Well, that’s glib, but also a non-answer, so I wanted to ask him if he accepted that all our actions are predetermined except for possible quantum events in the brain. And he did admit that, but added that he doesn’t really understand compatibilism and other attempts to give us free will. I didn’t get into those issues, and we briefly discussed the implications of pure determinism for society and the justice system.
Here are a few other questions I asked Richard (from my notes):
- How did your life as a scientist and immersion in science affect your personality and attitudes (towards truth, religion, etc.), and are such effects a general phenomenon among scientists?
- Let’s begin with Darwin: if he hadn’t existed, how would things be different? Would progress have slowed, and would we be where we are now? Would there be things that people wouldn’t have studied? (A: Wallace would have filled the gap, perhaps delaying a big book by 20 years.)
- If you could get Darwin back and ask him one question, what would it be? (A: Why did you wait so long to publish The Origin?
- If you could tell him one thing, what would it be? (A: About genetics. I then asked Richard what he would say if he were limited to one sentence.)
- If you had a device that let you peek back in time, but only for one day during a specified period, and could observe what you wanted, bringing a notebook but not a camera, what would you peek at? Origin of life? Beginning of multicellularity? Dinosaurs? Origin of our own species? Beginnings of civilization? Would you want to answer a question or just see something? (He answered that he would like to hear the beginnings of hominin speech.)
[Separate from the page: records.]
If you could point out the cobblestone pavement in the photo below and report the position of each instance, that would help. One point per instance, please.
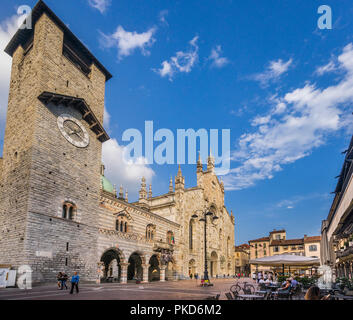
(173, 290)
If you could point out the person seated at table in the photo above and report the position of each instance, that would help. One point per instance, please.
(314, 294)
(294, 283)
(286, 286)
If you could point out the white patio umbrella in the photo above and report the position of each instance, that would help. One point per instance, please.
(286, 260)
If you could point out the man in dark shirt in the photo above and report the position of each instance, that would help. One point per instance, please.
(75, 279)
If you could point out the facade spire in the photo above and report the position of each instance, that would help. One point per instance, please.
(121, 192)
(143, 191)
(179, 180)
(150, 192)
(179, 172)
(199, 164)
(210, 163)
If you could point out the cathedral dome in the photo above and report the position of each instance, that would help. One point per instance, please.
(107, 185)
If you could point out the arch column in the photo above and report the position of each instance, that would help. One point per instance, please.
(145, 273)
(124, 266)
(162, 273)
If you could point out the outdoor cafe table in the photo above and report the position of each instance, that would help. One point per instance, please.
(250, 296)
(263, 292)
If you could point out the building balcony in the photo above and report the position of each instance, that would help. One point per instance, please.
(160, 245)
(344, 253)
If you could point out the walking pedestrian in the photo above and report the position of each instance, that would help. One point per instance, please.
(58, 278)
(63, 281)
(75, 279)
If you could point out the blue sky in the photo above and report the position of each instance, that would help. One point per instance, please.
(260, 68)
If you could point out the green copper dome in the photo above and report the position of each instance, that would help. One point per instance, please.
(107, 185)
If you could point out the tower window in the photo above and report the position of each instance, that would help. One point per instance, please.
(69, 211)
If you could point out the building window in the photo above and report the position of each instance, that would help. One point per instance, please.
(121, 224)
(150, 232)
(170, 237)
(69, 211)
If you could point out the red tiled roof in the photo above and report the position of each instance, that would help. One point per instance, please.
(242, 246)
(286, 242)
(260, 239)
(312, 239)
(277, 231)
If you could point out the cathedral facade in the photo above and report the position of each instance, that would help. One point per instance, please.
(58, 211)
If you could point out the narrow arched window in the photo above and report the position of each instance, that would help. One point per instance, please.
(69, 211)
(191, 231)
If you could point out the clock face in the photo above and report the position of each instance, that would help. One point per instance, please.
(73, 130)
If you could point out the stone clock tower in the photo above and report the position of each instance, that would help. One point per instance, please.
(50, 174)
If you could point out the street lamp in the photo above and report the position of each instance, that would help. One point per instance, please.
(204, 219)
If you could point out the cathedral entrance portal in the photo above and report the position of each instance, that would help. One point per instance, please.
(154, 270)
(112, 268)
(134, 270)
(214, 260)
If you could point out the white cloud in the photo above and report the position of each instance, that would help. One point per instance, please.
(217, 60)
(100, 5)
(122, 172)
(295, 200)
(326, 68)
(162, 17)
(8, 28)
(127, 42)
(181, 62)
(273, 71)
(310, 115)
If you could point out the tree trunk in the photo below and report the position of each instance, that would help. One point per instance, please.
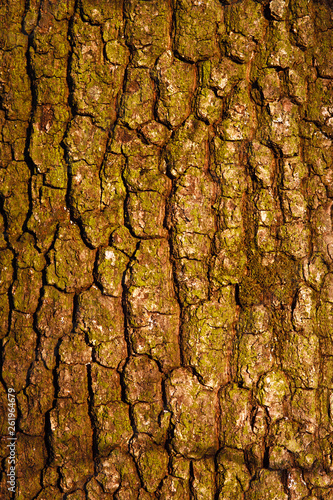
(166, 290)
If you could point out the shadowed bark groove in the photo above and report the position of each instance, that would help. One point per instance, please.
(166, 249)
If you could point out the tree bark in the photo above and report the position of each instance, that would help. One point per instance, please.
(166, 247)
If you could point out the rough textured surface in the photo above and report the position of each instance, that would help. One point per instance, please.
(166, 248)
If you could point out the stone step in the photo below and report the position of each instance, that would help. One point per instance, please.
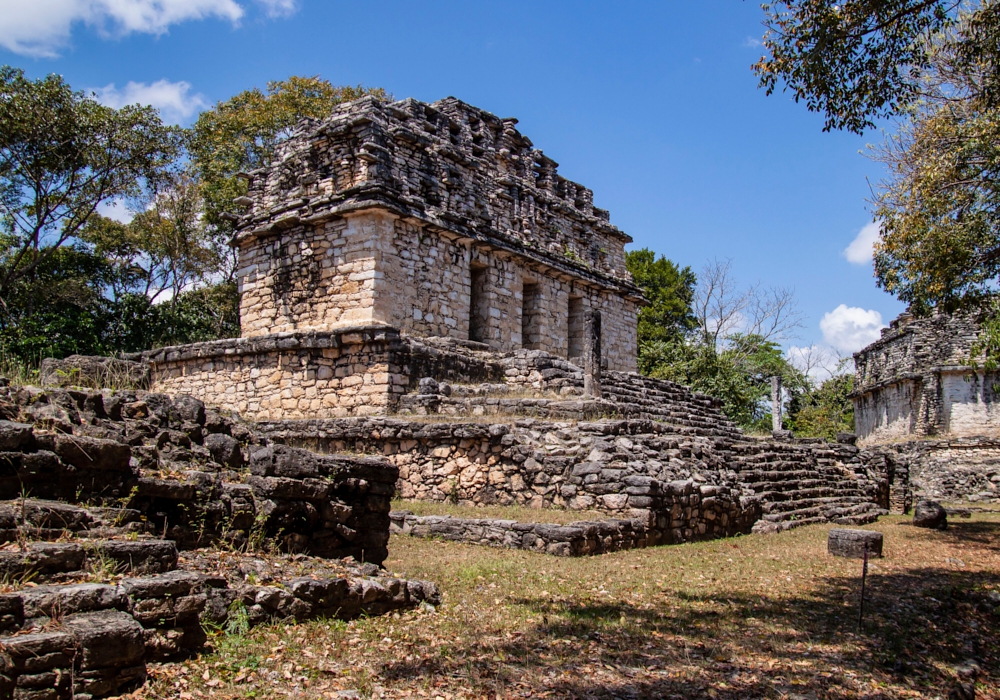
(52, 560)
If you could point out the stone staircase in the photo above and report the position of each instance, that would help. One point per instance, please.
(657, 399)
(800, 484)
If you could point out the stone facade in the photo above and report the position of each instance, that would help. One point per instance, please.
(921, 407)
(438, 220)
(916, 381)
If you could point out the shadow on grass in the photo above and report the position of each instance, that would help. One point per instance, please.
(918, 625)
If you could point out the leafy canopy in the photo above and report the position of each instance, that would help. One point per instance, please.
(61, 155)
(852, 60)
(243, 133)
(669, 289)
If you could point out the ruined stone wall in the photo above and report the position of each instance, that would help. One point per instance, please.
(916, 381)
(953, 470)
(175, 469)
(362, 221)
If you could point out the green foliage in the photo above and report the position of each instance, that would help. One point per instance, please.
(852, 60)
(72, 281)
(669, 290)
(940, 244)
(242, 134)
(61, 155)
(738, 374)
(823, 411)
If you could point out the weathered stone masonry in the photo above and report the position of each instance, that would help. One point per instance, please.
(438, 220)
(921, 407)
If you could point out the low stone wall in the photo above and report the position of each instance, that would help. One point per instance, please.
(960, 469)
(575, 539)
(171, 468)
(94, 640)
(678, 487)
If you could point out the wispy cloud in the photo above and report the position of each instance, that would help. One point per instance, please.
(847, 329)
(175, 101)
(41, 28)
(862, 247)
(279, 8)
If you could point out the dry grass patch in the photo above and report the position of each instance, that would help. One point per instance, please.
(751, 617)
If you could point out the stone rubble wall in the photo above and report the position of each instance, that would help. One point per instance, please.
(575, 539)
(955, 470)
(327, 245)
(174, 469)
(677, 486)
(93, 640)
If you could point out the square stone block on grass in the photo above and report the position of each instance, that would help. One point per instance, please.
(851, 543)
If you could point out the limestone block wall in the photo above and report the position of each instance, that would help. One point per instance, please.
(889, 413)
(460, 229)
(917, 381)
(971, 403)
(309, 278)
(953, 470)
(357, 371)
(373, 267)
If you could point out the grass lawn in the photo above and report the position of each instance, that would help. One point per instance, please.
(768, 616)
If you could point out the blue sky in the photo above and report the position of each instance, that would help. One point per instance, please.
(650, 104)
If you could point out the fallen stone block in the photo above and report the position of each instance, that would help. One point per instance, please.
(930, 514)
(851, 543)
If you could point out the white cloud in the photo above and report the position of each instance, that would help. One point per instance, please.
(818, 362)
(850, 328)
(42, 27)
(279, 8)
(860, 250)
(115, 210)
(174, 100)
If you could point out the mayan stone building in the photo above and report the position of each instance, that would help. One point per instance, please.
(920, 406)
(917, 381)
(391, 221)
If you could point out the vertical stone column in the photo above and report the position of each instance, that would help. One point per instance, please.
(776, 403)
(592, 354)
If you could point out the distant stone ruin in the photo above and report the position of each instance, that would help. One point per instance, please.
(920, 405)
(428, 311)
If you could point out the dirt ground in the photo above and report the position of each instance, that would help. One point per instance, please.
(770, 616)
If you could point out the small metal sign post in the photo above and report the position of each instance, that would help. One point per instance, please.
(864, 575)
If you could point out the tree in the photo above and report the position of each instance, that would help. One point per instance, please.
(824, 410)
(242, 134)
(940, 241)
(857, 60)
(669, 289)
(935, 65)
(61, 155)
(719, 339)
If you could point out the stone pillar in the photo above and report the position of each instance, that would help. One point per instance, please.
(592, 354)
(776, 403)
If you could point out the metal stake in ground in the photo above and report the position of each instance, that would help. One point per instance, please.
(864, 575)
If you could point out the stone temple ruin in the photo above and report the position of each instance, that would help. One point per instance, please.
(428, 310)
(920, 405)
(389, 222)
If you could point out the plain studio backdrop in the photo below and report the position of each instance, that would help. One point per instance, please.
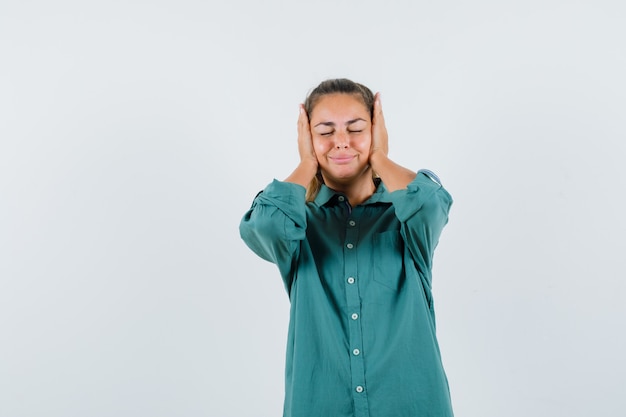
(134, 136)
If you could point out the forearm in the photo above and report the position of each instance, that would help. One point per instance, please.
(394, 176)
(303, 174)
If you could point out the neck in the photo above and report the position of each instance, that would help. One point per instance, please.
(357, 190)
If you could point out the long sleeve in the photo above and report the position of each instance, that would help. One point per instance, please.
(275, 225)
(422, 209)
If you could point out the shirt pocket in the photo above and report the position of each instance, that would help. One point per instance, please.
(387, 259)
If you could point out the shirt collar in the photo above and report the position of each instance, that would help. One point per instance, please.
(327, 196)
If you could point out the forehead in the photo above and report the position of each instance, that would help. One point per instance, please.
(338, 107)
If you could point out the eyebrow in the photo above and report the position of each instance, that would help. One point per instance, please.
(332, 124)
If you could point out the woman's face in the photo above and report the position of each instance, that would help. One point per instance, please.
(341, 129)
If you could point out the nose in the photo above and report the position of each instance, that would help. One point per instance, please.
(342, 140)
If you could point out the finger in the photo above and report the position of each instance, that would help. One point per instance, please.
(378, 109)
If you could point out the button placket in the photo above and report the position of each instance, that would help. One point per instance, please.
(353, 302)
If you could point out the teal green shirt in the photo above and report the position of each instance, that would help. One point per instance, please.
(361, 339)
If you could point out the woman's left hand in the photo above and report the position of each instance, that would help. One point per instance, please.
(380, 140)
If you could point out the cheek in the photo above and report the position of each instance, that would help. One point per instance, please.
(319, 146)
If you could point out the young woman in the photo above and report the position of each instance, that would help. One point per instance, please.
(353, 235)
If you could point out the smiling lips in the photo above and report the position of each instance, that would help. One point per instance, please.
(342, 159)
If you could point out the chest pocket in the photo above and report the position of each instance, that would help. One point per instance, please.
(387, 254)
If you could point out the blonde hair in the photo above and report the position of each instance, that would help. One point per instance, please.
(334, 86)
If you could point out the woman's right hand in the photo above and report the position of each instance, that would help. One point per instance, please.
(307, 168)
(305, 139)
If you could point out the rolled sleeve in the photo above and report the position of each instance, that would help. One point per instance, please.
(422, 209)
(276, 223)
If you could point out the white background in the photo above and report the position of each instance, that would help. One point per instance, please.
(135, 134)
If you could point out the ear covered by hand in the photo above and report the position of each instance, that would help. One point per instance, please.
(305, 140)
(380, 139)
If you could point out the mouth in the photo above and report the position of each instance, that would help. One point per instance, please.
(342, 159)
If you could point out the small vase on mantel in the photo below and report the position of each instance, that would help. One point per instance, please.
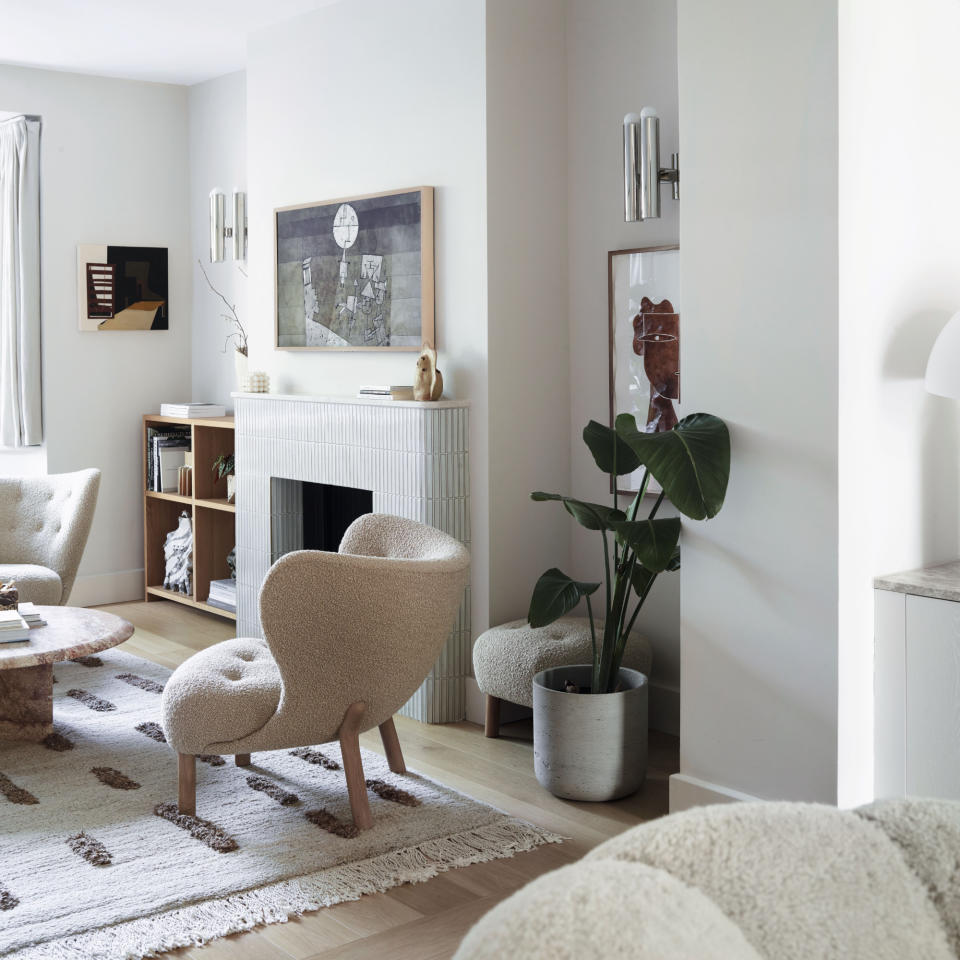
(240, 367)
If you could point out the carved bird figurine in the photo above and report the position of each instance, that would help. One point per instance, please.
(428, 383)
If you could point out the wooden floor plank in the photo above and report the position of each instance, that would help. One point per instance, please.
(423, 921)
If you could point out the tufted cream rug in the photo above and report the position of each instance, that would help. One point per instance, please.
(96, 863)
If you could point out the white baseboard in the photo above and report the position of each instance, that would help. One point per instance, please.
(475, 705)
(687, 792)
(665, 708)
(95, 589)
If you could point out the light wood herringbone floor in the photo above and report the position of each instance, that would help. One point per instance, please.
(418, 921)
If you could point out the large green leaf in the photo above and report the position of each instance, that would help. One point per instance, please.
(610, 452)
(642, 577)
(653, 540)
(555, 595)
(691, 461)
(593, 516)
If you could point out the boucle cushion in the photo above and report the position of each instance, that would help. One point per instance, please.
(34, 583)
(506, 658)
(45, 520)
(589, 911)
(220, 694)
(927, 833)
(800, 880)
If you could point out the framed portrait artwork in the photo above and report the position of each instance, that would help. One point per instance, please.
(356, 273)
(644, 292)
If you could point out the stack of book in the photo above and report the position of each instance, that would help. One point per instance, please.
(223, 594)
(13, 627)
(399, 392)
(192, 411)
(31, 614)
(165, 456)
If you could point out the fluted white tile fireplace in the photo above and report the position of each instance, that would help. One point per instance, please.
(306, 466)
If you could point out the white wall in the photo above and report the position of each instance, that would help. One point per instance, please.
(114, 170)
(759, 248)
(218, 158)
(621, 56)
(529, 392)
(899, 249)
(408, 112)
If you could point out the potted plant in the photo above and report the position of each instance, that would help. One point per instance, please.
(223, 467)
(590, 720)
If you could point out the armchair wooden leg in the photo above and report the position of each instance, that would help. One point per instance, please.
(391, 744)
(187, 783)
(353, 764)
(491, 722)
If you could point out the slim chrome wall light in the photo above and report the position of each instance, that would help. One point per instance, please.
(239, 225)
(219, 231)
(642, 173)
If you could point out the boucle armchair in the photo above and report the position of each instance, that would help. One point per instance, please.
(44, 524)
(349, 638)
(748, 881)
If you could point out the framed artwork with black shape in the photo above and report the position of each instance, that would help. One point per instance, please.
(644, 299)
(356, 273)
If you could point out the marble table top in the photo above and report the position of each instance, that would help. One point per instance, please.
(941, 581)
(70, 632)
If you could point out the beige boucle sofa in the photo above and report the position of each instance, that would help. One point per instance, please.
(350, 637)
(44, 524)
(748, 881)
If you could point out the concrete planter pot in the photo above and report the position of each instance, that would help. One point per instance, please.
(586, 746)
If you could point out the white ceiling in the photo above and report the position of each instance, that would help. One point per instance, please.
(173, 41)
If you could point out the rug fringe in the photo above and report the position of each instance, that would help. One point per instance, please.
(199, 923)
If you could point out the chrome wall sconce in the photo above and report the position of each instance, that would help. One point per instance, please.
(219, 231)
(642, 173)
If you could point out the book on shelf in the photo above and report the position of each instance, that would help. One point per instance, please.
(13, 627)
(176, 437)
(394, 392)
(171, 459)
(192, 411)
(29, 612)
(223, 594)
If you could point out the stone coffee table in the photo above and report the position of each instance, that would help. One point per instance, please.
(26, 668)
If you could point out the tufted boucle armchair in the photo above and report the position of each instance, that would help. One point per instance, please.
(349, 638)
(44, 524)
(748, 881)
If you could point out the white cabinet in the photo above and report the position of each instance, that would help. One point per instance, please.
(917, 695)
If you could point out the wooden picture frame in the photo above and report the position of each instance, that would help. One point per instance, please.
(633, 275)
(355, 273)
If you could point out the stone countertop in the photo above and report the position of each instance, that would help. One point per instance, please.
(941, 581)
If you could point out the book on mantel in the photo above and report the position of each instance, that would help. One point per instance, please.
(399, 392)
(192, 411)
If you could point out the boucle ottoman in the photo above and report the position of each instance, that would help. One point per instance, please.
(506, 659)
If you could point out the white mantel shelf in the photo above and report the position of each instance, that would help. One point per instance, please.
(365, 401)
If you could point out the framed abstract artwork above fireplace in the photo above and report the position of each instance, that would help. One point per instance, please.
(355, 273)
(644, 293)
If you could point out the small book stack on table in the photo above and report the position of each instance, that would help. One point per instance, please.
(13, 627)
(30, 613)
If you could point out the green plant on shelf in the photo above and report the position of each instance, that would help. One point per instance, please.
(223, 465)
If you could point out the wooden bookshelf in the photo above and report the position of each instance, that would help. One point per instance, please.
(212, 515)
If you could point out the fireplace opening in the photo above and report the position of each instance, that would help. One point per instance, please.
(312, 516)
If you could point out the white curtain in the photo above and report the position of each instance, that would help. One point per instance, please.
(20, 410)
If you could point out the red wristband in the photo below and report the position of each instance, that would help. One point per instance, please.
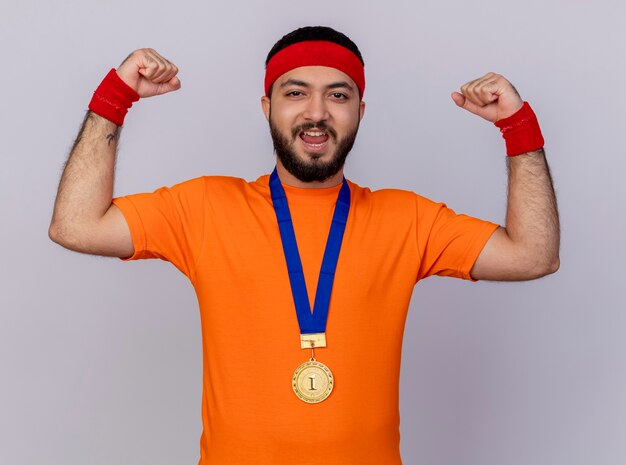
(521, 131)
(113, 98)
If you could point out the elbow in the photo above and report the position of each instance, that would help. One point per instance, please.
(54, 233)
(544, 267)
(61, 235)
(554, 265)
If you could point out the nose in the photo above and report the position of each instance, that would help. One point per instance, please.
(316, 109)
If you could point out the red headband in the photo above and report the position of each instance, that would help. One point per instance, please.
(315, 53)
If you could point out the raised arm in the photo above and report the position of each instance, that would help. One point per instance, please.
(84, 218)
(528, 246)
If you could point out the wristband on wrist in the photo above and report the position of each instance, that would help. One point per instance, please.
(113, 98)
(521, 131)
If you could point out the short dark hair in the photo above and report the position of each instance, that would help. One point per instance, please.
(314, 33)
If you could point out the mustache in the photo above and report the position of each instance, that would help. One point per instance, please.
(322, 126)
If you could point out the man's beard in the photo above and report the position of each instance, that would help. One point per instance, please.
(313, 169)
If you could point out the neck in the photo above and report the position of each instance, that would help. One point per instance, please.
(289, 179)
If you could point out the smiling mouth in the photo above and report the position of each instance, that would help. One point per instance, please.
(314, 138)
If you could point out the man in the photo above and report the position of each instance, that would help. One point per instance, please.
(302, 365)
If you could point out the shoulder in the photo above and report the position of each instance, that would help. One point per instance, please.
(387, 197)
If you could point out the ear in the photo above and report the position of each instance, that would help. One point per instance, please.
(265, 106)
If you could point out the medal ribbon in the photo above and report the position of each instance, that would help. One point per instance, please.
(310, 322)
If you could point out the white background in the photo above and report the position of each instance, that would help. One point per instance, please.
(100, 361)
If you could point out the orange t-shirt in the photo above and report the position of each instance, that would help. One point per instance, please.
(222, 233)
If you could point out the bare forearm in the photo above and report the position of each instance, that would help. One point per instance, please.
(86, 186)
(532, 220)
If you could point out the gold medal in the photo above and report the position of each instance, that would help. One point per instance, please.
(312, 381)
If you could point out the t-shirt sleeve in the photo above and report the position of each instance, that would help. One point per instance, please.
(448, 243)
(167, 223)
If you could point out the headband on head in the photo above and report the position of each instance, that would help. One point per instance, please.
(315, 53)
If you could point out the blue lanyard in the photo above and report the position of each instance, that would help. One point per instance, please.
(310, 322)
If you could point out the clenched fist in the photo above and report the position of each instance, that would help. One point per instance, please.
(148, 73)
(491, 97)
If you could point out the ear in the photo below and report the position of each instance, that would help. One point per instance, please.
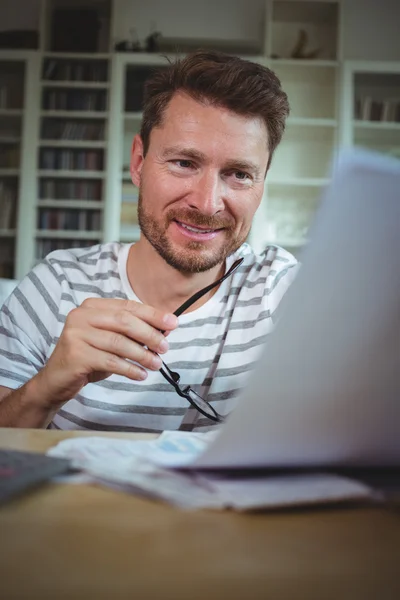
(137, 159)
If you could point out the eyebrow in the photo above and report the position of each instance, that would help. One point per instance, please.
(194, 154)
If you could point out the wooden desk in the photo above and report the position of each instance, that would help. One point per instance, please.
(82, 542)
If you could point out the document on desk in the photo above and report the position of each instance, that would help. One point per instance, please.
(144, 468)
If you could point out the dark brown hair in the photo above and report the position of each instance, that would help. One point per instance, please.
(242, 86)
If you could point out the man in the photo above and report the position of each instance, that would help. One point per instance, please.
(82, 334)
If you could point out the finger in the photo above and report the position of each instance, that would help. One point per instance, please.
(125, 323)
(111, 363)
(119, 345)
(153, 316)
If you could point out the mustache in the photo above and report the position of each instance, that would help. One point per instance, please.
(194, 218)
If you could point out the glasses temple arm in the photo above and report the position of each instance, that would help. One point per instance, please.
(201, 293)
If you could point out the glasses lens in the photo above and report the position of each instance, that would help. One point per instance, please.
(203, 406)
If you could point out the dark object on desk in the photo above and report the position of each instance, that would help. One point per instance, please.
(20, 471)
(75, 30)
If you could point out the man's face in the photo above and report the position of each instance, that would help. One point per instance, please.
(200, 183)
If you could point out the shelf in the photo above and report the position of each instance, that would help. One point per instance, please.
(10, 140)
(299, 62)
(11, 112)
(72, 143)
(72, 174)
(7, 233)
(311, 122)
(80, 204)
(96, 85)
(381, 125)
(133, 116)
(75, 114)
(9, 172)
(73, 234)
(289, 242)
(79, 55)
(299, 181)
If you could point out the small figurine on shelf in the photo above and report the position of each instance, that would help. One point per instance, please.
(131, 45)
(299, 50)
(153, 42)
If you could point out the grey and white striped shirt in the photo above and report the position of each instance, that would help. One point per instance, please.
(214, 348)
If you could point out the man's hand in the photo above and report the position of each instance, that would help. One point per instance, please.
(102, 337)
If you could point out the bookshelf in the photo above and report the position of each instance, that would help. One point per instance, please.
(72, 153)
(65, 145)
(303, 46)
(13, 94)
(371, 106)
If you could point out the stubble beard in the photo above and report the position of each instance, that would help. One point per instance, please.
(193, 258)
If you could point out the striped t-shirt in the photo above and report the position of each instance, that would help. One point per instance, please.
(214, 347)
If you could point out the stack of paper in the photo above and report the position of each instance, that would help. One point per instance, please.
(150, 468)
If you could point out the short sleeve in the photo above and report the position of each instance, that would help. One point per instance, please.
(28, 322)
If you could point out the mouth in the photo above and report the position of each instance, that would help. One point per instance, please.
(196, 232)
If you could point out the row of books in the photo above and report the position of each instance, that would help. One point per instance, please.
(11, 96)
(67, 189)
(81, 160)
(8, 206)
(370, 109)
(70, 220)
(53, 129)
(9, 156)
(7, 258)
(44, 247)
(75, 100)
(56, 70)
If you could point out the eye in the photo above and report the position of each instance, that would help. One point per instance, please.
(241, 175)
(183, 163)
- What one misunderstanding about evolution you would like to correct? (A: It’s all accidental)
- *Do you think studying or using philosophy is of value to a scientist? How? (A: Yes, as philosophers often teach us to think more clearly about questions, even scientific ones.)
I won’t recount all the other questions and answers; there were many. I also moderated the audience questions at the end, and, as I ended them, I saw a little girl in line with her mother. I couldn’t resist calling on her, too, for, as the Bible says, “a little child will lead them” (she was about five, I think). She said that other children at her school call kids like her, who are interested in science, “nerds.” How, she asked, would Richard respond to that? His sweet and touching answer began with this: “I rather like nerds.”
Here’s a photo of the discussion courtesy of Brian Engler. Notice that Richard has mismatched socks, and one of the audience asked him, “What’s with the socks?” If a reader doesn’t know (put your answer below), I’ll tell you later.
I’m wearing my stingray cowboy boots.
Many thanks to Robyn Blumner and Stephanie Guttormson for their hospitality and organization.